Don't expose to public
Health endpoints shouldn't be public:
- Reveal infrastructure.
- Can be probed for fingerprinting.
@health path /healthz*
@internal_only remote_ip 10.0.0.0/8
handle @health {
handle @internal_only {
reverse_proxy app:3000
}
respond 404
}Only internal network can hit.
For public uptime checks (status page): a separate /status endpoint that exposes less:
app.get("/status", (req, res) => {
res.status(200).json({ status: "operational" });
});Doesn't leak details.
Response time
Health checks should be fast. < 100ms.
If /healthz/ready is slow:
- Use cached results.
- Don't re-check dependencies on every hit.
let lastCheck = { time: 0, ok: false };
app.get("/healthz/ready", async (req, res) => {
if (Date.now() - lastCheck.time < 5000) {
return res.status(lastCheck.ok ? 200 : 503).send();
}
const ok = await fullCheck();
lastCheck = { time: Date.now(), ok };
res.status(ok ? 200 : 503).send();
});5s cache. Heavy load tolerates.
Startup probe
Some orchestrators have startup probe, slower than liveness:
# Kubernetes
startupProbe:
httpGet: { path: /healthz/live, port: 3000 }
failureThreshold: 30
periodSeconds: 5For services that take minutes to warm up (cache primer, large DB).
Once startup succeeds, liveness takes over.
Custom checks
Beyond DB:
async function checkCustom() {
// E.g., verify featureFlag service is reachable
// Or: verify a specific data invariant
const usersCount = await db.queryOne("SELECT COUNT(*) FROM identities").count;
if (usersCount < 1) {
return { ok: false, reason: "no_users_imported" };
}
return { ok: true };
}Per-app-specific health.
Outbound network
If your app depends on external API (Stripe, etc.):
async function checkStripe() {
const res = await fetch("https://api.stripe.com/v1/healthcheck", { timeout: 1000 });
return res.ok;
}Be careful: external dependencies make YOUR healthcheck flaky. If Stripe is slow, your readiness fails, your app appears down.
Better: track external in /healthz/deep, not /healthz/ready.
Versioning
Include version in deep:
res.json({
version: process.env.GIT_SHA,
build_time: process.env.BUILD_TIME,
checks: [...],
});Helps debug: "is this old version still running?"
Common pitfalls
Same endpoint for liveness and readiness
Conflates "should restart" with "should route traffic." Different decisions.
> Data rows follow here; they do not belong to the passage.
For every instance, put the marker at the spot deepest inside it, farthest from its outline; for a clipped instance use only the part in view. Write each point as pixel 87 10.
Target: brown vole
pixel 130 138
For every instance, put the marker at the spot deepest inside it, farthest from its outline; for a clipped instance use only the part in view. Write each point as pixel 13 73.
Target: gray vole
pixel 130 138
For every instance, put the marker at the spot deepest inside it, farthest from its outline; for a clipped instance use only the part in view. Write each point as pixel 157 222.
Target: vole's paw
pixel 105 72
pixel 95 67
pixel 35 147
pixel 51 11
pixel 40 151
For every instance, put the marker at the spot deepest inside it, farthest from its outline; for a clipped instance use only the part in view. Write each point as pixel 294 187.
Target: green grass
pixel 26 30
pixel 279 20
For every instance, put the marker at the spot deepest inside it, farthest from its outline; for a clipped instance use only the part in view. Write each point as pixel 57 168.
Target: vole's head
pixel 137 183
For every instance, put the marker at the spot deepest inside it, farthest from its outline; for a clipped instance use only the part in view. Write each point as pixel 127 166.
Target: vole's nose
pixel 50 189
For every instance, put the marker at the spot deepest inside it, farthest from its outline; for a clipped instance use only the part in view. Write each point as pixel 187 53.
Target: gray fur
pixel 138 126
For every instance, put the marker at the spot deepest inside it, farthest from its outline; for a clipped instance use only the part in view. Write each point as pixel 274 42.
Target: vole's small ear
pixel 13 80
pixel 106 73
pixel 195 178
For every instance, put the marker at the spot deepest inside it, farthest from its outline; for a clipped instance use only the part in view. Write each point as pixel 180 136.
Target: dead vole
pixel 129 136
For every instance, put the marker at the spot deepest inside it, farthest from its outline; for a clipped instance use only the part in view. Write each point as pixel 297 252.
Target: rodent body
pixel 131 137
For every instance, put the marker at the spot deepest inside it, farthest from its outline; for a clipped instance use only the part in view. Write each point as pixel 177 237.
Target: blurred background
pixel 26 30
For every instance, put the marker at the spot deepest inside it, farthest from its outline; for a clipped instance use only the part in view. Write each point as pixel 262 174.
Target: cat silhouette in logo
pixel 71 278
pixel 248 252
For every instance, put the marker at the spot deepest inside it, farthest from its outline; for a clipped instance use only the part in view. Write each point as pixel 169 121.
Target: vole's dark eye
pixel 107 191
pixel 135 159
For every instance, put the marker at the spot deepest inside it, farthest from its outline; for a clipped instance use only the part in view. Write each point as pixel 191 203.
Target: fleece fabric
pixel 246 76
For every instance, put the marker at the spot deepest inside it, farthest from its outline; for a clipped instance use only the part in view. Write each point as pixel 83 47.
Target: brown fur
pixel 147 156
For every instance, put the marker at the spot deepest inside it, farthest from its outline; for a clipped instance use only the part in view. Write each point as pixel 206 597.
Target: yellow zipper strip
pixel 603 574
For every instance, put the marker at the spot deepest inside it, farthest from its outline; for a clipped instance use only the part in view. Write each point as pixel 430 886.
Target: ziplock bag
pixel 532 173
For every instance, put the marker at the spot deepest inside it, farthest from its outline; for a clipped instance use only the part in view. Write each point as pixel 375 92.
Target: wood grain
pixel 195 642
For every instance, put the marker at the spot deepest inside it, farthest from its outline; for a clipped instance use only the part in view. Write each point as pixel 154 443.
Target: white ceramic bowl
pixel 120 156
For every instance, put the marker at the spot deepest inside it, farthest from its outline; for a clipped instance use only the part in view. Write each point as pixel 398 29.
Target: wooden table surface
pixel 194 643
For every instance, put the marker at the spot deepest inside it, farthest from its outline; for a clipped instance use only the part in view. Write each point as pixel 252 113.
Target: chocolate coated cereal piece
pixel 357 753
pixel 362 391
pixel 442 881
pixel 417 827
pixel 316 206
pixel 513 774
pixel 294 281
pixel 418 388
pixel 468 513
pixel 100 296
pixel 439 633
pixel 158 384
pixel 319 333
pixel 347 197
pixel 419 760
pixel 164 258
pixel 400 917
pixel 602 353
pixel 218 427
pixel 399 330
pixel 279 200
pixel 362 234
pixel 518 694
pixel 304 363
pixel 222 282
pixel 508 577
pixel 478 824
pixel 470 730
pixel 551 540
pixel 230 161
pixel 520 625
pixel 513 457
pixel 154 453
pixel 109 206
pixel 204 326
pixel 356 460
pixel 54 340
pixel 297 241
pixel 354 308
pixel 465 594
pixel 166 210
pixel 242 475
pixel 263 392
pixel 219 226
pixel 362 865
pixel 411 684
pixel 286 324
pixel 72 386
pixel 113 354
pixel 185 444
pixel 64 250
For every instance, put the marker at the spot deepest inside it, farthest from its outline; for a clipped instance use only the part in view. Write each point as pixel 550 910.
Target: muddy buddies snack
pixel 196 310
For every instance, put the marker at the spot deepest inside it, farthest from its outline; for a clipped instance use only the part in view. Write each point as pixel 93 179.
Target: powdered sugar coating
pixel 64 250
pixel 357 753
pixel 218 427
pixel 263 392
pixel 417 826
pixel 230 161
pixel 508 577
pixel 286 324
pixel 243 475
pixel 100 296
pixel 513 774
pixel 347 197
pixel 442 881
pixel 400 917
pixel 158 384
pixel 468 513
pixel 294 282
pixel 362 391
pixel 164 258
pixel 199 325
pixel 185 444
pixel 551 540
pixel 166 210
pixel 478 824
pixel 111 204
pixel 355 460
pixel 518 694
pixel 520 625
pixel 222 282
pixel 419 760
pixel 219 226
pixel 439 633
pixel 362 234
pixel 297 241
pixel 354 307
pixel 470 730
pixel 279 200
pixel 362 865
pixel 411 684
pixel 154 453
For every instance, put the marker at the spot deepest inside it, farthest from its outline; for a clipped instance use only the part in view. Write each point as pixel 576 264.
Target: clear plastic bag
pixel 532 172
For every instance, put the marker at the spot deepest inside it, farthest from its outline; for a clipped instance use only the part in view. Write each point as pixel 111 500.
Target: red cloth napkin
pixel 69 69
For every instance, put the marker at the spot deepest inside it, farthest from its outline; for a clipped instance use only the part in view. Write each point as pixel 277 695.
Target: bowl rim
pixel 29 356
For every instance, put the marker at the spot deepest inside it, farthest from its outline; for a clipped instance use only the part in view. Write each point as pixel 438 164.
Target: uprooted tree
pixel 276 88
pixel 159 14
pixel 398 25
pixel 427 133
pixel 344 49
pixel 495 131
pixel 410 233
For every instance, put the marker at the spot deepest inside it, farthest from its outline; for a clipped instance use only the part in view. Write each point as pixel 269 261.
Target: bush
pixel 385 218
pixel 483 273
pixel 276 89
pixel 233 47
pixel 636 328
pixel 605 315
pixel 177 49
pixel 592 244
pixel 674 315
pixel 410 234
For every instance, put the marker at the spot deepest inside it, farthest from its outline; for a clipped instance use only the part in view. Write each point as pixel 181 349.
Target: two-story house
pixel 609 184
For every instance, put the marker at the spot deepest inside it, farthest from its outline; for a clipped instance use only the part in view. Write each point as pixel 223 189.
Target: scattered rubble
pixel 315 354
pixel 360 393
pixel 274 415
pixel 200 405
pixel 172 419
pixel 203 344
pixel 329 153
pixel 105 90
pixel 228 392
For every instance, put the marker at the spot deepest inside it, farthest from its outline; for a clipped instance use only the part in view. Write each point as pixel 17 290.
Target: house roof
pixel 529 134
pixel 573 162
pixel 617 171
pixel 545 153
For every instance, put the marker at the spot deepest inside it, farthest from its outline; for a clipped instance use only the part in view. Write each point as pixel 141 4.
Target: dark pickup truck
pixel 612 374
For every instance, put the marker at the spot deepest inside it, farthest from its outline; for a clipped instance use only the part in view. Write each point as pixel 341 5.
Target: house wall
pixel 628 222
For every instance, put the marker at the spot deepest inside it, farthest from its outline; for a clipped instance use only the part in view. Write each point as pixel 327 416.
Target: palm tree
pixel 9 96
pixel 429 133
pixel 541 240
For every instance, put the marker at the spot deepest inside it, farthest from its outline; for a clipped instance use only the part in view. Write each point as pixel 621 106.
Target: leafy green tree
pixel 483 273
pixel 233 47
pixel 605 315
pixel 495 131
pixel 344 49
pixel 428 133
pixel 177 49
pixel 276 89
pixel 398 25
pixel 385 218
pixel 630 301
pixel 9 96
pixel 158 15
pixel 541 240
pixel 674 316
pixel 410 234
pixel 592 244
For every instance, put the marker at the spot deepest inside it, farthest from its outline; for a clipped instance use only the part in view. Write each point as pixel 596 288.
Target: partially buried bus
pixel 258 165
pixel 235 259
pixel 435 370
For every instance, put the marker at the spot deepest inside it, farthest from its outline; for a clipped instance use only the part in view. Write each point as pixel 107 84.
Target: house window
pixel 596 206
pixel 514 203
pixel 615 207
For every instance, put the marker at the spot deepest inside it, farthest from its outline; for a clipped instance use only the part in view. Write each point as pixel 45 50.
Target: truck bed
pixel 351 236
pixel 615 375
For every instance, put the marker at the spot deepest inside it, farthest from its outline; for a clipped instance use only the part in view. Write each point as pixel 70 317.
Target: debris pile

Health checks doing too much
Slow checks cascade. Keep fast.
Health checks behind authn
app.get("/healthz", requireAuth, (req, res) => ...);Bad. LB can't authenticate. Use IP allowlist instead.
Returning 200 for "almost ready"
if (allChecks.some(c => c.ok)) return 200; // some passed → OK?No, ALL should pass. Otherwise return 503.